Es difícil escribirlo, pero hay que reconocerlo, allí donde se producen las asonadas, la autoridad ya no la ejerce el Estado, la ejercen las disidencias, el ELN, las mafias, los herederos de la guerra. Los ciudadanos, atemorizados y sometidos, saben perfectamente quién manda en sus veredas y pueblos, y por eso obedecen cuando los convocan.
En esas escenas se resume la degradación de un conflicto que parece entrar en su última etapa: la de la pérdida no solo del control territorial, sino del honor de la Fuerza Pública. Soldados que deberían representar la autoridad legítima terminan convertidos en rehenes, no porque los ciudadanos confíen más en los ilegales, sino porque saben que su supervivencia depende de acatar lo que ellos dicten.

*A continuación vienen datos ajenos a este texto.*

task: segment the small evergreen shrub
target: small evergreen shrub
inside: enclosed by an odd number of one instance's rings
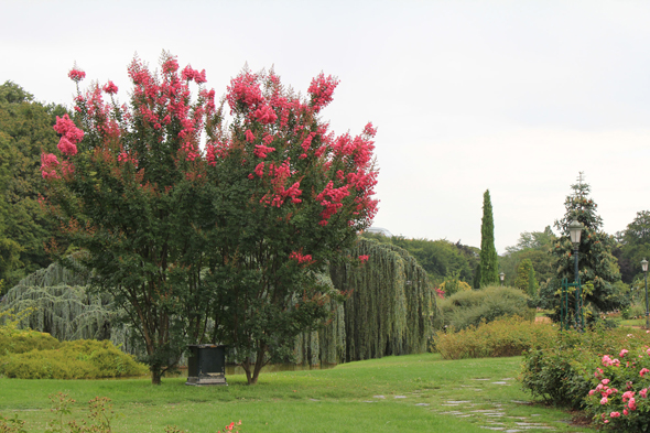
[[[518,289],[490,285],[481,290],[463,291],[440,301],[444,325],[455,331],[502,316],[534,320],[535,312],[528,306],[528,296]]]
[[[519,356],[532,347],[548,347],[556,333],[551,324],[512,316],[457,333],[438,333],[434,344],[444,359]]]

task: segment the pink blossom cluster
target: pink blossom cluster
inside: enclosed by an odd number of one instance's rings
[[[647,355],[650,356],[650,348],[646,350]],[[629,354],[629,350],[627,349],[622,349],[620,350],[620,353],[618,354],[619,358],[624,358]],[[640,358],[642,358],[641,355],[639,355]],[[603,356],[602,358],[602,364],[604,367],[614,367],[614,368],[620,368],[621,367],[621,362],[618,359],[613,359],[610,358],[608,355]],[[637,365],[636,361],[626,361],[626,365],[624,368],[635,368],[635,366]],[[638,367],[636,367],[638,368]],[[650,369],[648,368],[641,368],[639,371],[639,377],[643,378],[646,374],[650,372]],[[600,380],[600,382],[596,386],[595,389],[589,390],[589,396],[594,396],[594,394],[599,394],[600,399],[598,401],[598,403],[600,405],[606,405],[606,404],[610,404],[613,403],[613,397],[618,392],[618,390],[616,388],[609,388],[608,385],[610,383],[610,379],[607,378],[603,378],[604,376],[604,370],[602,368],[596,368],[596,371],[594,371],[594,376],[596,378],[598,378]],[[602,413],[600,414],[600,419],[603,420],[603,422],[605,424],[609,423],[609,419],[614,419],[614,418],[619,418],[619,416],[627,416],[629,415],[632,411],[636,411],[638,409],[638,401],[636,398],[637,392],[633,391],[633,383],[632,381],[627,381],[626,382],[626,388],[627,390],[620,396],[620,401],[622,402],[622,411],[611,411],[609,412],[609,414],[607,413]],[[648,398],[648,388],[643,388],[638,392],[638,397],[641,399],[647,399]],[[609,416],[609,419],[608,419]]]
[[[268,147],[266,147],[264,144],[257,144],[257,145],[254,147],[253,154],[254,154],[257,158],[262,158],[262,159],[264,159],[264,158],[267,158],[267,156],[269,155],[269,153],[273,152],[274,150],[275,150],[275,148],[268,148]]]
[[[75,83],[79,83],[82,79],[86,78],[86,73],[82,69],[77,69],[76,66],[67,73],[67,76]]]
[[[611,359],[608,355],[605,355],[603,357],[602,362],[603,362],[604,367],[609,367],[609,366],[618,367],[618,366],[620,366],[620,361],[618,359]]]
[[[57,165],[58,159],[54,153],[41,154],[41,174],[43,178],[59,178],[61,176],[56,173]]]
[[[338,188],[334,187],[334,182],[329,181],[325,190],[321,194],[316,196],[316,201],[321,203],[321,206],[324,206],[325,209],[321,213],[321,217],[323,218],[318,224],[321,226],[327,225],[327,219],[332,217],[332,215],[336,214],[338,209],[343,207],[343,199],[350,195],[349,186],[344,185]]]
[[[312,264],[314,262],[314,260],[312,259],[312,255],[302,255],[302,250],[301,251],[292,251],[291,255],[289,255],[289,259],[290,260],[295,260],[299,262],[299,264]]]
[[[181,72],[181,76],[183,77],[184,80],[186,80],[186,82],[194,80],[194,83],[196,83],[196,84],[203,84],[203,83],[207,82],[207,78],[205,77],[205,69],[203,69],[202,72],[198,72],[198,71],[193,69],[192,66],[189,66],[189,65],[185,66],[183,72]]]
[[[323,73],[312,79],[307,93],[312,97],[312,107],[315,112],[321,111],[332,102],[334,99],[334,89],[338,86],[338,79],[334,78],[332,75],[325,77]]]
[[[115,95],[118,93],[118,86],[115,85],[113,82],[109,80],[105,86],[104,86],[104,91],[106,91],[109,95]]]
[[[62,137],[56,148],[65,156],[74,156],[77,154],[77,143],[84,139],[84,131],[82,131],[67,113],[63,117],[56,117],[54,130]],[[53,153],[43,153],[41,155],[41,175],[43,178],[59,178],[56,173],[56,166],[59,165],[58,159]],[[73,173],[75,167],[68,161],[61,164],[62,173]]]

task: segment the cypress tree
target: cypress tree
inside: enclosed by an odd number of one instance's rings
[[[581,172],[577,184],[571,185],[573,194],[564,201],[566,213],[555,221],[555,228],[562,237],[555,242],[553,256],[556,258],[557,281],[574,279],[574,256],[571,243],[568,225],[577,219],[584,229],[578,247],[579,279],[584,285],[591,283],[593,289],[585,293],[585,301],[599,311],[622,308],[629,302],[624,293],[617,290],[615,283],[620,281],[618,261],[611,255],[615,240],[603,231],[603,218],[597,214],[598,205],[589,198],[591,186],[584,182]],[[559,284],[556,284],[559,285]],[[546,296],[552,296],[551,288]]]
[[[480,226],[480,286],[499,282],[499,264],[495,248],[495,221],[490,191],[483,195],[483,219]]]
[[[535,271],[530,259],[523,259],[517,268],[517,279],[514,280],[514,286],[521,289],[530,296],[534,296],[538,291]]]

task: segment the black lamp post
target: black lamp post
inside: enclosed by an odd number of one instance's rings
[[[577,272],[577,252],[579,249],[579,238],[582,235],[584,226],[577,220],[574,219],[568,225],[568,235],[571,236],[571,242],[573,243],[573,256],[575,257],[575,327],[579,328],[579,317],[581,317],[581,288],[577,284],[579,275]]]
[[[641,270],[646,274],[646,329],[650,329],[650,312],[648,311],[648,260],[641,260]]]

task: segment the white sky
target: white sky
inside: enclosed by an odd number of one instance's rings
[[[648,1],[0,1],[0,83],[71,105],[67,72],[129,88],[137,52],[207,72],[248,62],[306,91],[338,76],[337,133],[378,127],[375,226],[497,250],[564,214],[584,171],[605,230],[650,209]],[[87,82],[86,82],[87,83]]]

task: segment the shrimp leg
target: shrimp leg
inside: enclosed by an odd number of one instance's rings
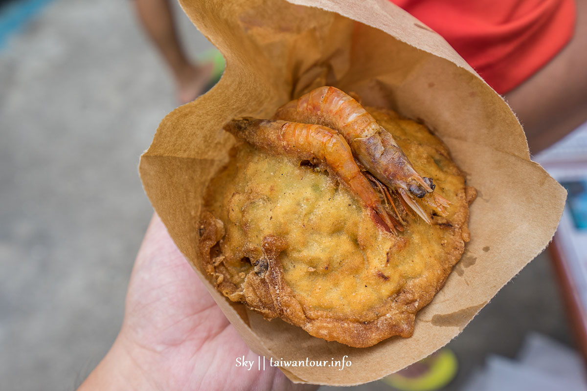
[[[278,108],[275,118],[319,124],[338,131],[359,161],[430,223],[410,195],[422,198],[431,193],[432,179],[416,172],[393,137],[352,97],[333,87],[321,87]]]
[[[401,226],[383,208],[355,162],[346,141],[332,129],[320,125],[246,117],[231,121],[224,130],[266,151],[322,162],[365,206],[375,211],[392,232],[396,233],[396,227]]]

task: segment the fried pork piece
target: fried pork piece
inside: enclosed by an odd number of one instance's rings
[[[394,236],[327,171],[242,143],[210,183],[200,229],[203,266],[231,300],[355,347],[411,335],[469,240],[475,193],[424,126],[367,109],[452,203],[446,216],[424,206],[429,225],[400,208]]]

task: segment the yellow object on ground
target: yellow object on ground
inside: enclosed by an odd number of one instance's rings
[[[420,371],[415,375],[410,373]],[[458,371],[457,356],[453,351],[444,348],[381,381],[402,391],[433,391],[450,383]]]

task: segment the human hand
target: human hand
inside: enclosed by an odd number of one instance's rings
[[[79,389],[313,390],[257,362],[157,215],[133,268],[120,332]]]

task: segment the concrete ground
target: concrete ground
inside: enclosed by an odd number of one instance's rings
[[[0,52],[2,389],[75,389],[120,326],[152,210],[139,157],[176,104],[131,5],[54,1]],[[180,19],[192,53],[211,47]],[[539,256],[451,342],[461,370],[447,389],[488,353],[513,356],[529,331],[572,344],[549,263]]]

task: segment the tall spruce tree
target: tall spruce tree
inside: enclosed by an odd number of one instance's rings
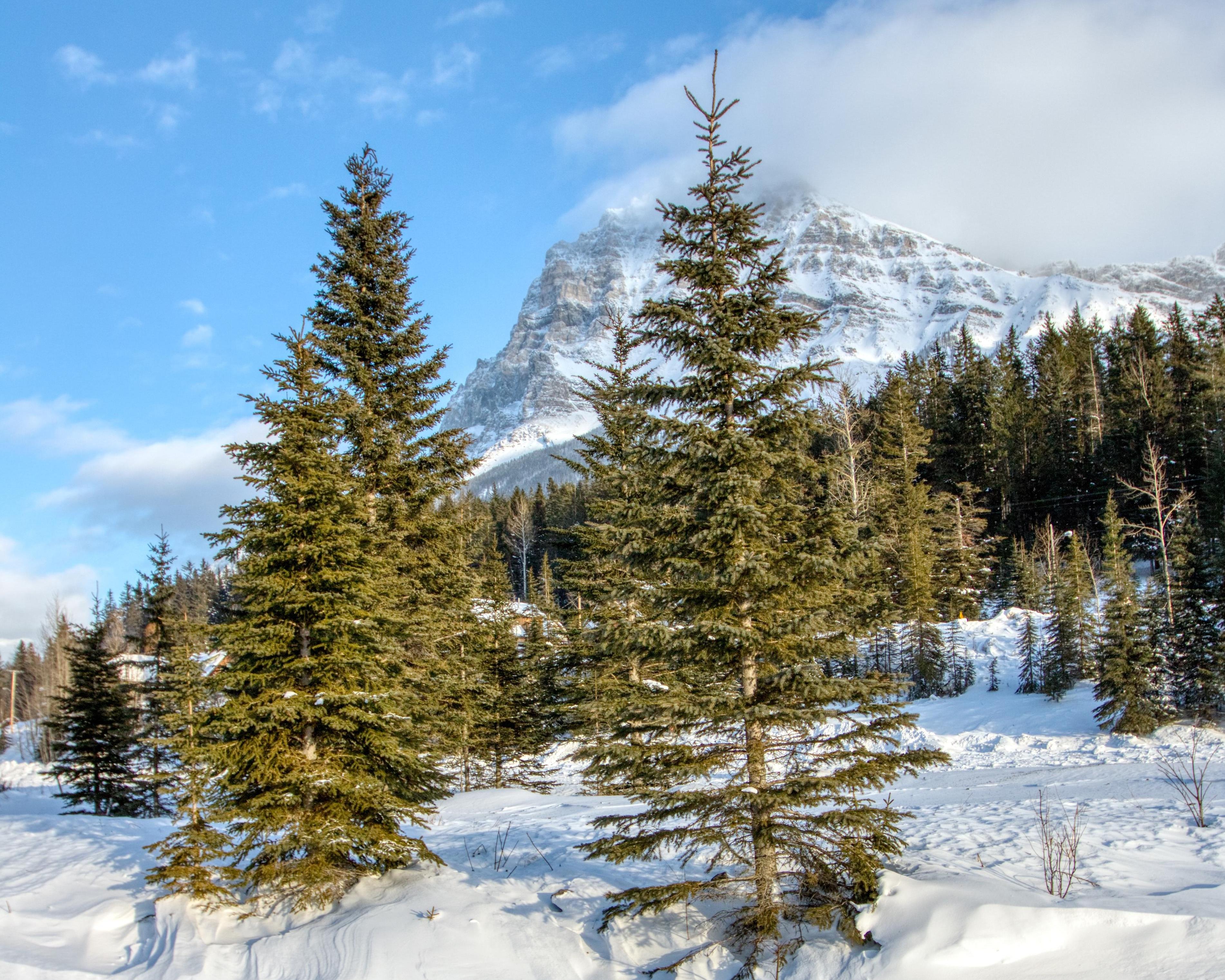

Por si fuera poco, quienes se juegan la vida en los territorios sienten que no solo están desprotegidos en el monte, sino también en los estrados judiciales. Cada acción en defensa propia, cada intento de ejercer autoridad, es escrutado con la lupa de la sospecha. En lugar de un respaldo sólido, encuentran estigmatización y procesos. La paradoja es cruel: los militares que caen en emboscadas y son desarmados públicamente son al mismo tiempo los que deben cuidar cada paso, no de los ilegales, sino de un Estado que parece darles la espalda.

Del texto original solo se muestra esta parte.